Probablement pour renouer avec la tradition des monarques qui meurent dans leurs lits.
Sauf que la monarchie constitutionnelle européenne a évolué, et la norme actuelle est plutôt à l’abdication comme en témoignent les précédents, ces deux dernières années, d’Albert II de Belgique et de Béatrix des Pays-Bas.
Alors, qu’est qui a pu décider le roi à sauter le pas et à renoncer à une couronne si chèrement acquise, après des années passée dans l’ombre de Franco ? Deux morts hantent peut-être ses pensées depuis quelques semaines.

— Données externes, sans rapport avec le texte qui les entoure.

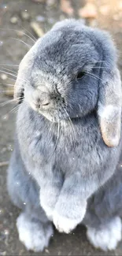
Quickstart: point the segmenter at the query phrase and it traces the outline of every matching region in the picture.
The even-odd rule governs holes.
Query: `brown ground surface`
[[[120,3],[120,1],[91,0],[90,2],[95,4],[98,16],[94,20],[87,19],[84,21],[92,26],[97,25],[111,32],[119,49],[119,66],[122,71],[120,58],[122,55],[122,9],[120,8],[122,6],[120,7],[120,5],[118,7],[116,4]],[[78,10],[84,5],[85,1],[74,0],[72,2],[75,9],[74,17],[78,17]],[[55,3],[50,7],[31,0],[0,0],[0,28],[2,28],[0,29],[0,70],[5,70],[3,64],[10,64],[13,65],[6,68],[16,72],[17,67],[13,65],[18,65],[28,50],[25,44],[13,38],[23,40],[31,46],[33,43],[32,40],[26,35],[22,36],[21,32],[9,29],[24,31],[24,33],[28,34],[27,29],[36,37],[30,28],[30,22],[39,20],[41,28],[46,32],[57,20],[66,17],[60,9],[59,2],[56,0]],[[20,14],[22,11],[26,12],[26,10],[30,16],[28,20],[22,19]],[[10,22],[11,18],[14,17],[17,17],[15,24]],[[7,77],[4,77],[3,74],[4,72],[0,71],[0,102],[10,99],[2,92],[7,90],[6,85],[3,83],[14,83],[11,80],[14,76],[7,75]],[[9,112],[12,106],[10,103],[0,107],[0,163],[8,161],[13,150],[16,114]],[[27,251],[18,240],[16,218],[19,211],[9,201],[6,179],[6,166],[0,167],[0,255],[122,255],[122,243],[116,251],[103,253],[94,250],[87,240],[83,227],[78,227],[71,235],[60,234],[56,231],[49,248],[42,254]]]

Celle d’Adolfo Suárez, tout d’abord, son premier Premier ministre au cours de la transition démocratique espagnole, qui légalisa le Parti communiste et permit d’organiser les premières élections libres après la terrible dictature franquiste. Et puis peut-être celle de son père, Don Juan (1913-1993), qui ne fut jamais roi et qui aurait dû l’être, si les règles de la succession avaient été respectées. L’explication entre le père et le fils avait été difficile. Don Juan s’était éclipsé, parce qu’il s’était trop opposé à Franco. Et puis, une fois la transition démocratique garantie, il était revenu pour céder solennellement ses droits à son fils. Aujourd’hui, il est probable que Juan Carlos, reproduisant le même geste de renoncement que son père, paie une dette posthume.

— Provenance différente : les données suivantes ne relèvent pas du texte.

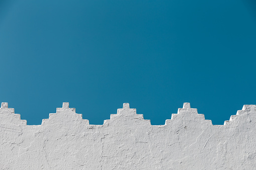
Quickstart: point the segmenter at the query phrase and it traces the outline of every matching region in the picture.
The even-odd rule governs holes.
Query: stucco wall
[[[256,105],[213,125],[185,103],[163,125],[128,103],[91,125],[68,103],[41,125],[0,109],[1,169],[256,169]]]

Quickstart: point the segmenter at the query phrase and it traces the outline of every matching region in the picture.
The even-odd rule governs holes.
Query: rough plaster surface
[[[163,125],[128,103],[103,125],[69,108],[27,125],[2,103],[0,169],[256,169],[256,105],[213,125],[185,103]]]

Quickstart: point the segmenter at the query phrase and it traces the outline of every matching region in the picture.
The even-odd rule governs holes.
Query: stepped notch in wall
[[[63,103],[27,125],[2,103],[0,169],[255,169],[256,105],[213,125],[185,103],[162,125],[124,103],[103,125]]]

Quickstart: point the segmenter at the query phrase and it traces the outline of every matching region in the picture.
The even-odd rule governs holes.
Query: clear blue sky
[[[63,102],[102,124],[124,102],[163,124],[256,104],[252,0],[0,1],[0,102],[41,124]]]

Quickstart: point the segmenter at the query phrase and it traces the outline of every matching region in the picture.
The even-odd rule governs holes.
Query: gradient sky
[[[28,124],[62,102],[102,124],[124,102],[153,125],[183,102],[223,124],[256,104],[252,0],[0,1],[0,102]]]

Pour les plus lucides, les résultats des élections européennes en Espagne, qui ont vu l’érosion d’un bipartisme qui anime la vie politique espagnole depuis trente ans, est le petit détonateur ayant résolu le roi à tout lâcher. Autre raison possible avancée par les observateurs, son âge qui ne lui permet plus de suivre aussi bien la politique, tout passionné qu’il puisse être.

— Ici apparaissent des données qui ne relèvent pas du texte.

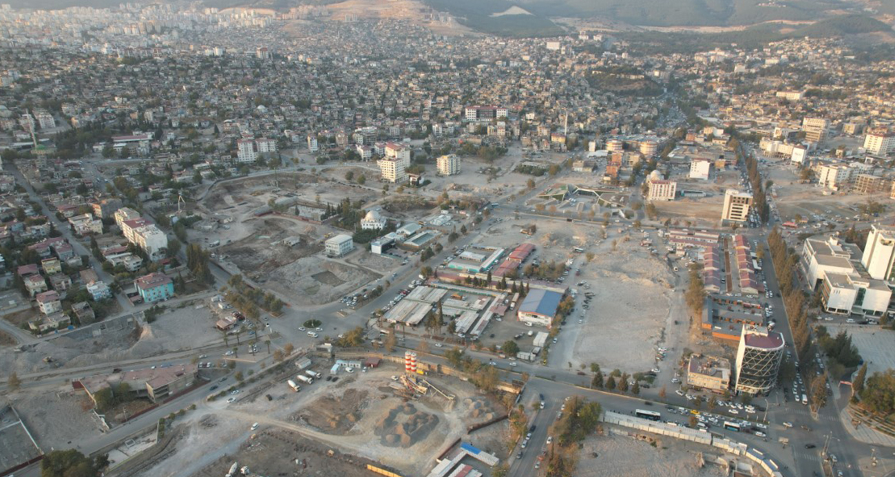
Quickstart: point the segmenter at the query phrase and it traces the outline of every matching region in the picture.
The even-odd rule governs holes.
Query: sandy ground
[[[171,310],[149,325],[134,328],[130,315],[85,327],[48,341],[28,346],[22,353],[0,353],[0,366],[28,374],[53,369],[91,366],[148,358],[210,344],[220,335],[207,308],[192,305]],[[44,362],[50,356],[53,364]]]
[[[71,386],[19,391],[9,398],[44,452],[76,448],[79,441],[100,434],[99,423],[89,411],[92,402]]]
[[[314,367],[323,370],[325,365]],[[187,414],[183,422],[189,427],[189,433],[177,444],[177,451],[162,463],[147,469],[142,475],[215,475],[203,469],[217,470],[221,465],[224,465],[223,472],[226,473],[233,458],[220,460],[221,457],[228,455],[236,459],[246,459],[237,452],[255,448],[251,442],[250,447],[246,447],[251,434],[249,428],[253,422],[260,424],[258,434],[271,430],[297,432],[315,440],[316,445],[324,449],[340,449],[347,454],[376,460],[406,475],[424,474],[435,464],[434,457],[455,436],[465,435],[470,423],[482,422],[489,415],[493,415],[496,405],[483,400],[469,383],[435,377],[430,377],[430,380],[446,393],[456,395],[456,401],[451,403],[440,396],[427,396],[405,402],[405,398],[398,396],[400,394],[396,395],[395,390],[388,388],[392,382],[389,377],[399,372],[398,368],[386,365],[366,373],[343,374],[337,383],[320,380],[303,387],[300,393],[294,393],[285,383],[277,382],[265,391],[271,396],[272,401],[264,399],[262,395],[253,402],[202,404],[195,413]],[[396,408],[403,411],[406,405],[412,405],[417,414],[432,416],[431,420],[437,422],[424,430],[425,432],[413,435],[413,439],[406,442],[406,447],[384,444],[385,439],[378,435],[377,429],[381,427],[391,411]],[[352,417],[338,416],[340,412]],[[309,414],[315,415],[311,418],[308,417]],[[405,422],[413,414],[402,412],[396,415],[396,420]],[[337,421],[337,428],[330,426],[330,419]],[[478,431],[473,442],[505,457],[506,453],[501,453],[499,447],[502,428],[506,426],[506,423],[500,423]],[[290,438],[292,441],[297,446],[303,442],[301,439]],[[239,450],[241,448],[242,451]],[[303,452],[297,447],[296,451]],[[289,458],[295,458],[292,453],[287,454]],[[278,462],[277,458],[282,458],[277,454],[267,456],[259,457],[261,459],[259,462],[265,462],[264,458],[274,456],[276,458],[270,461],[273,465],[274,462]],[[226,464],[222,464],[224,462]],[[283,469],[282,464],[277,464],[277,468]],[[268,471],[260,467],[259,472],[275,474],[273,469],[271,467]]]
[[[615,251],[612,241],[617,241]],[[565,353],[551,353],[550,361],[571,362],[573,368],[597,362],[604,370],[649,371],[654,362],[654,344],[669,316],[675,277],[661,259],[639,245],[638,238],[624,242],[613,234],[592,250],[593,261],[582,266],[582,275],[575,277],[591,284],[592,306],[586,311],[579,308],[571,318],[576,319],[582,311],[585,315],[574,337],[574,348],[562,347]]]
[[[624,433],[625,430],[618,430]],[[674,439],[661,441],[657,447],[624,435],[592,437],[579,453],[575,475],[579,477],[722,477],[720,466],[697,465],[701,450]],[[597,456],[594,457],[593,454]]]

De fait, en Espagne, la succession semble bien assurée. Le prince Felipe jouit d’une très bonne cote de popularité, épargné par les scandales et avec à son crédit une gestion toute en douceur de la crise catalane en défenseur proclamé de l’unité, comme il en fait la démonstration lors de ses déplacements à Barcelone.
Une majorité d’Espagnols, à gauche comme à droite, ressent le besoin d’unité. Dans ce contexte, la monarchie espagnole assurera une fonction apaisante et stabilisatrice dans la vie du pays.